Among the first applications of FU with sub-picosecond time-resolution was the study of dynamic solvent effects. This topic is generally called solvation dynamics.
Briefly, solvation dynamics can be studied by following the time-evolution of the fluorescence spectrum of an "inert" fluorescent probe molecule in solution. This provides the Time-Dependent Fluorescence Stokes Shift (TDFSS).

Hallidy and Topp were the first to study solvation dynamics using FU. They characterized the temperature-dependence of the evolution of the fluorescence spectrum in terms of two independent relaxation processes: solvation dynamics and solvent-assisted fluorescence quenching.

Graham Fleming and coworkers also studied solvation dynamics in various low-viscous room-temperature solvents using FU. They distinguished various solvation processes, from slower long-range diffusional processes to ultrafast inertial effects in the first solvation shell.

Another possible origin of the observed Stokes shift in polyatomic molecules is intramolecular vibrational relaxation which was characterized using FU notably by the group of Wolfgang Kaiser.

The group of Paul Barbara used FU to study not only solvation dynamics and vibrational relaxation but also excited-state intramolecular proton transfer in various organic molecules.

Today, the number of articles using FU found by Web of Science (august 2025) exceeds 1200 but this is certainly an underestimation.

== Kinetic and spectral recordings ==

The most straight-forward application of fluorescence upconversion is to scan the optical delay (see above) between the fluorescence (i.e. the excitation pulse) and the gating pulse for fixed settings of the crystal etc. This provides kinetic traces of the fluorescence intensity at a given wavelength.
However, it is more interesting to monitor the time-evolution of the full fluorescence spectrum which is difficult since the FU technique has a very limited spectral bandwidth (<10 nm).
To overcome this problem several approaches can be used.

The most widely used method is to reconstruct the time-resolved fluorescence spectrum a posteriori from a number of individual kinetic traces recorded at different wavelengths.

Alternatively, a step-wise scanning can be performed, where, for a given delay, the monochromator is scanned in wavelength while the phase-matching angle is optimized.
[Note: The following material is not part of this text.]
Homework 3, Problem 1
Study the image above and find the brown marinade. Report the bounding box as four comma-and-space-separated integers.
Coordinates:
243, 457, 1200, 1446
True broadband detection of the upconversion signal can in principle be obtained with a spectrograph equipped with a CCD camera. However, as mentioned above, the limited bandwidth of the crystal does not allow to cover the whole fluorescence spectrum. An elegant approach to overcome this problem is to rapidly rotate the crystal during the measuring time.

A much more advanced approach has been developed by Ernsting and coll. who adjust the wavelength-dependent angular dispersion of the focused fluorescence in order to fulfill phase-matching conditions over a wide spectral range.